Yevgeny Prigozhin's Exile: The End of a Short-Lived Mutiny in Russia
Yevgeny Prigozhin, the owner of the Wagner Group, a private army of prison recruits and other mercenaries, escaped prosecution for his abortive armed rebellion against the Kremlin and arrived Tuesday in Belarus as part of a deal that ended the short-lived mutiny in Russia. The 62-year-old's exile was part of a deal that also saw the Kremlin close a criminal investigation into the rebel forces and allowed Prigozhin's troops to hand over their heavy weapons to Russia's military.
Yevgeny Prigozhin, the owner of the Wagner Group, a private army of prison recruits and other mercenaries, escaped prosecution for his abortive armed rebellion against the Kremlin and arrived Tuesday in Belarus as part of a deal that ended the short-lived mutiny in Russia. The 62-year-old's exile was part of a deal that also saw the Kremlin close a criminal investigation into the rebel forces and allowed Prigozhin's troops to hand over their heavy weapons to Russia's military. In response to the rebels, Russian President Vladimir Putin appeared to set the stage for financial wrongdoing charges against an affiliated organization Prigozhin owns. Putin told a military gathering that Prigozhin's Concord Group earned 80 billion rubles ($941 million) from a contract to provide the military with food, and that Wagner had received over 86 billion rubles (over $1 billion) in the past year for wages and additional items. Belarusian President Alexander Lukashenko confirmed Prigozhin was in Belarus, and said he and some of his troops were welcome to stay “for some time” at their own expense. Lukashenko said some of the Wagner fighters are now in the Luhansk region in eastern Ukraine that Russia illegally annexed last September.

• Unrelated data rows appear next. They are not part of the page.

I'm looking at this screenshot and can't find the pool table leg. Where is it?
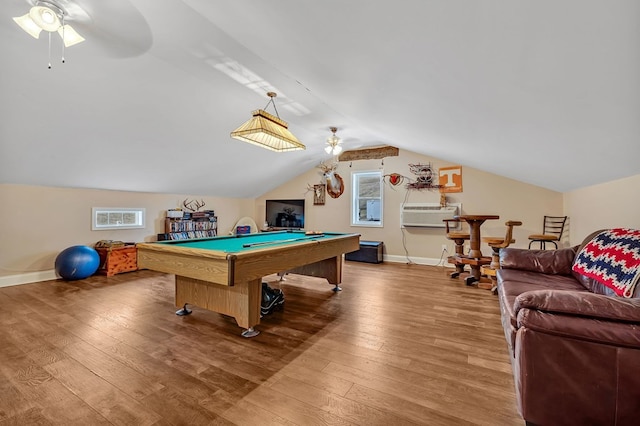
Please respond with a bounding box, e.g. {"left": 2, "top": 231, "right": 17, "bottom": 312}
{"left": 286, "top": 256, "right": 344, "bottom": 291}
{"left": 175, "top": 276, "right": 262, "bottom": 337}
{"left": 241, "top": 327, "right": 260, "bottom": 338}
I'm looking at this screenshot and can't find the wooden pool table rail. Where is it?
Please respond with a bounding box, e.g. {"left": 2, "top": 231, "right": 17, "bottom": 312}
{"left": 136, "top": 233, "right": 359, "bottom": 286}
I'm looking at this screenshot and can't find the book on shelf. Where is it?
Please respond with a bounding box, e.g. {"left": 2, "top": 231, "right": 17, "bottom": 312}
{"left": 160, "top": 209, "right": 217, "bottom": 241}
{"left": 156, "top": 229, "right": 217, "bottom": 241}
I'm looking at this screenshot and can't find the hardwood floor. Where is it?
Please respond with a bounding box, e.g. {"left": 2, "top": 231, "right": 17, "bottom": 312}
{"left": 0, "top": 261, "right": 522, "bottom": 425}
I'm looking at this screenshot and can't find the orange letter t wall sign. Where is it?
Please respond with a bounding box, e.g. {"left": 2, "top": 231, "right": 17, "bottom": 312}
{"left": 439, "top": 166, "right": 463, "bottom": 193}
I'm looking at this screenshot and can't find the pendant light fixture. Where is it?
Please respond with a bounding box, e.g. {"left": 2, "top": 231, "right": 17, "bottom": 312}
{"left": 325, "top": 127, "right": 343, "bottom": 155}
{"left": 13, "top": 0, "right": 85, "bottom": 68}
{"left": 230, "top": 92, "right": 305, "bottom": 152}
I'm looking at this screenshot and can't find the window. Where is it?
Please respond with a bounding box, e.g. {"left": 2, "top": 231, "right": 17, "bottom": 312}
{"left": 92, "top": 207, "right": 145, "bottom": 230}
{"left": 351, "top": 171, "right": 383, "bottom": 227}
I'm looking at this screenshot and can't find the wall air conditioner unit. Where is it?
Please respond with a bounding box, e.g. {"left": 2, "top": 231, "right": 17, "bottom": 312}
{"left": 400, "top": 203, "right": 461, "bottom": 228}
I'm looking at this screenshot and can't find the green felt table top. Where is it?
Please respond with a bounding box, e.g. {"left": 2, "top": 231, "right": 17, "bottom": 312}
{"left": 156, "top": 230, "right": 347, "bottom": 253}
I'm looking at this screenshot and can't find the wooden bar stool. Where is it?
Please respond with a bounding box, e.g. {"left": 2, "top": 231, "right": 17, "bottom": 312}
{"left": 481, "top": 220, "right": 522, "bottom": 293}
{"left": 528, "top": 215, "right": 567, "bottom": 249}
{"left": 444, "top": 218, "right": 469, "bottom": 278}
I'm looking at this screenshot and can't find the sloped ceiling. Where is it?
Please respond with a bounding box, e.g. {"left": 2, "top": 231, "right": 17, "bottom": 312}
{"left": 1, "top": 0, "right": 638, "bottom": 198}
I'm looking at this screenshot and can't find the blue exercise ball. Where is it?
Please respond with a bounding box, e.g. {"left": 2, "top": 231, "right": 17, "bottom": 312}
{"left": 55, "top": 245, "right": 100, "bottom": 280}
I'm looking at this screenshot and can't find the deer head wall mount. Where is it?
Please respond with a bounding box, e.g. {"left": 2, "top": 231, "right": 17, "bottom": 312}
{"left": 318, "top": 161, "right": 344, "bottom": 199}
{"left": 182, "top": 199, "right": 206, "bottom": 212}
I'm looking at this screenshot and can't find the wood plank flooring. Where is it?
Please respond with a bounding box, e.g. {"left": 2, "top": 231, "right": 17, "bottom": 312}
{"left": 0, "top": 261, "right": 522, "bottom": 425}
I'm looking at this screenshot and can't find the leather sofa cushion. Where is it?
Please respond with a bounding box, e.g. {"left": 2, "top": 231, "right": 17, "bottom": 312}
{"left": 498, "top": 269, "right": 586, "bottom": 328}
{"left": 500, "top": 246, "right": 578, "bottom": 276}
{"left": 571, "top": 270, "right": 618, "bottom": 296}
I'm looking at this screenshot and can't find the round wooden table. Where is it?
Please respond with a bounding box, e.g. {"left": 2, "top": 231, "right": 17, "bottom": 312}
{"left": 455, "top": 215, "right": 499, "bottom": 259}
{"left": 454, "top": 214, "right": 499, "bottom": 285}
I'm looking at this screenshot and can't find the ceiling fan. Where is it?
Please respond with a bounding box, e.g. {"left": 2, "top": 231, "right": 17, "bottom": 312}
{"left": 325, "top": 127, "right": 343, "bottom": 155}
{"left": 13, "top": 0, "right": 85, "bottom": 64}
{"left": 12, "top": 0, "right": 153, "bottom": 65}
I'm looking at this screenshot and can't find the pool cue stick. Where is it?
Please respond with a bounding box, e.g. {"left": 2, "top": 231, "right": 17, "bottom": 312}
{"left": 242, "top": 235, "right": 324, "bottom": 248}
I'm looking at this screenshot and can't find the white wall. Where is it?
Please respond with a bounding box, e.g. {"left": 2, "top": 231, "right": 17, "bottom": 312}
{"left": 564, "top": 174, "right": 640, "bottom": 246}
{"left": 256, "top": 149, "right": 564, "bottom": 264}
{"left": 0, "top": 184, "right": 254, "bottom": 285}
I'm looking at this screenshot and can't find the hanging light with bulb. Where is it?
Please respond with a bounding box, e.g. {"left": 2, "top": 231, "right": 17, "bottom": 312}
{"left": 230, "top": 92, "right": 305, "bottom": 152}
{"left": 325, "top": 127, "right": 343, "bottom": 155}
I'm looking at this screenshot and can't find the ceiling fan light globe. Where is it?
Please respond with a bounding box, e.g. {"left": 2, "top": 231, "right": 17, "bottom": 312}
{"left": 327, "top": 135, "right": 340, "bottom": 145}
{"left": 324, "top": 145, "right": 333, "bottom": 154}
{"left": 58, "top": 24, "right": 85, "bottom": 47}
{"left": 333, "top": 145, "right": 343, "bottom": 155}
{"left": 29, "top": 6, "right": 61, "bottom": 32}
{"left": 41, "top": 10, "right": 56, "bottom": 24}
{"left": 13, "top": 14, "right": 43, "bottom": 39}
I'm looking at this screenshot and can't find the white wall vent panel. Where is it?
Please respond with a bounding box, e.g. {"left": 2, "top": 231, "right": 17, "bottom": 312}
{"left": 400, "top": 203, "right": 461, "bottom": 228}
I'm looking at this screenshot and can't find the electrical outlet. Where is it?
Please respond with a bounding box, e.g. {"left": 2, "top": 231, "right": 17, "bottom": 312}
{"left": 441, "top": 244, "right": 448, "bottom": 252}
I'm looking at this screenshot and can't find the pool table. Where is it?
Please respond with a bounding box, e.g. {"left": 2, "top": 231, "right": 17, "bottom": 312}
{"left": 136, "top": 230, "right": 360, "bottom": 337}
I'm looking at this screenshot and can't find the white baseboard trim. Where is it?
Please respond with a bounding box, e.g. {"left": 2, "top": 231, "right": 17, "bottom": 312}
{"left": 0, "top": 270, "right": 58, "bottom": 288}
{"left": 383, "top": 254, "right": 454, "bottom": 267}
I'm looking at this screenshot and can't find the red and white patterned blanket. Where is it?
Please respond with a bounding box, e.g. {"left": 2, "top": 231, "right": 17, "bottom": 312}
{"left": 572, "top": 228, "right": 640, "bottom": 298}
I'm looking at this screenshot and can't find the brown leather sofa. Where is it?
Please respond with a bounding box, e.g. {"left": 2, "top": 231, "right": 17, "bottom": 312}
{"left": 497, "top": 231, "right": 640, "bottom": 425}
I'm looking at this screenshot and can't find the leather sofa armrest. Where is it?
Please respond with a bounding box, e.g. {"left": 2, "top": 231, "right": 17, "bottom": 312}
{"left": 500, "top": 246, "right": 578, "bottom": 275}
{"left": 515, "top": 289, "right": 640, "bottom": 322}
{"left": 515, "top": 290, "right": 640, "bottom": 348}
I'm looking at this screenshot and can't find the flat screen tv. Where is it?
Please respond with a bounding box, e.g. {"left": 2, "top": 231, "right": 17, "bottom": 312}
{"left": 265, "top": 199, "right": 305, "bottom": 229}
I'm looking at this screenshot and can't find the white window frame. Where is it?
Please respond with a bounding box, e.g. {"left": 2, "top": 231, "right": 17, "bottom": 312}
{"left": 351, "top": 170, "right": 383, "bottom": 227}
{"left": 92, "top": 207, "right": 145, "bottom": 230}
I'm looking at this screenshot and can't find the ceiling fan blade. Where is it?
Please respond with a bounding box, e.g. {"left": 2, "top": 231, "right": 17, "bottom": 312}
{"left": 69, "top": 0, "right": 153, "bottom": 58}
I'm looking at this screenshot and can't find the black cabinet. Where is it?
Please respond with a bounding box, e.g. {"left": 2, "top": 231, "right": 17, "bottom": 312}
{"left": 345, "top": 241, "right": 383, "bottom": 264}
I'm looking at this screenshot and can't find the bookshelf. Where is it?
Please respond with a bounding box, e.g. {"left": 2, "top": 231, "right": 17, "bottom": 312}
{"left": 157, "top": 210, "right": 217, "bottom": 241}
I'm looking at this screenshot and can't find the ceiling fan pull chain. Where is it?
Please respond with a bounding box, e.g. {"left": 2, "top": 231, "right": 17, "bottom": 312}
{"left": 48, "top": 32, "right": 52, "bottom": 69}
{"left": 61, "top": 16, "right": 66, "bottom": 64}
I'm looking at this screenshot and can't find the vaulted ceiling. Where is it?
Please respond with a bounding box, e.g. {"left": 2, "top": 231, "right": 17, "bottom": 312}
{"left": 1, "top": 0, "right": 638, "bottom": 198}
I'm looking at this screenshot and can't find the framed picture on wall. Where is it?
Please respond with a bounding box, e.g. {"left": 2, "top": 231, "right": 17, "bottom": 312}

Also in response to the mutiny, Putin expressed his gratitude to soldiers and law enforcement officers who averted the rebellion. He also honored the airmen who died while confronting the rebellion, saying they “didn't waver and fulfilled the orders and their military duty with dignity.” Russian authorities have also said they are pressing no armed rebellion charge against Prigozhin or his followers. Prigozhin had voiced regret for the deaths in his statement Monday, but said Wagner troops fired because the aircraft were bombing them. Kremlin spokesman Dmitry Peskov would not disclose details about the Kremlin’s deal with Prigozhin, saying only that Putin had provided “certain guarantees” aimed at avoiding a “worst-case scenario.”
Putin has offered Prigozhin’s fighters the choice of either coming under Russian military command, leaving service or going to Belarus. But exiled Belarusian opposition leader Sviatlana Tsikhanouskaya warned that Wagner troops will threaten the country and its neighbors. She said, “Belarusians don’t welcome war criminal Prigozhin. If Wagner sets up military bases on our territory, it will pose a new threat to our sovereignty and our neighbors.” The series of stunning events in recent days constitutes the gravest threat so far to Putin’s grip on power, occurring during the 16-month-old war in Ukraine. In a further show of business-as-usual, the Defense Minister Sergei Shoigu greeted Cuba’s visiting defense minister in a pomp-heavy ceremony, while the National Guard chief Viktor Zolotov said the National Guard lacks battle tanks and other heavy weapons and now would get them. The resolution of this rebellion is yet to be seen, but the threat of a civil war and the risk of militarized forces to the sovereignty of Belarus and its neighbors is a serious one. Prigozhin's exile may be the end of a short-lived mutiny in Russia, but the consequences of this uprising remain to be seen.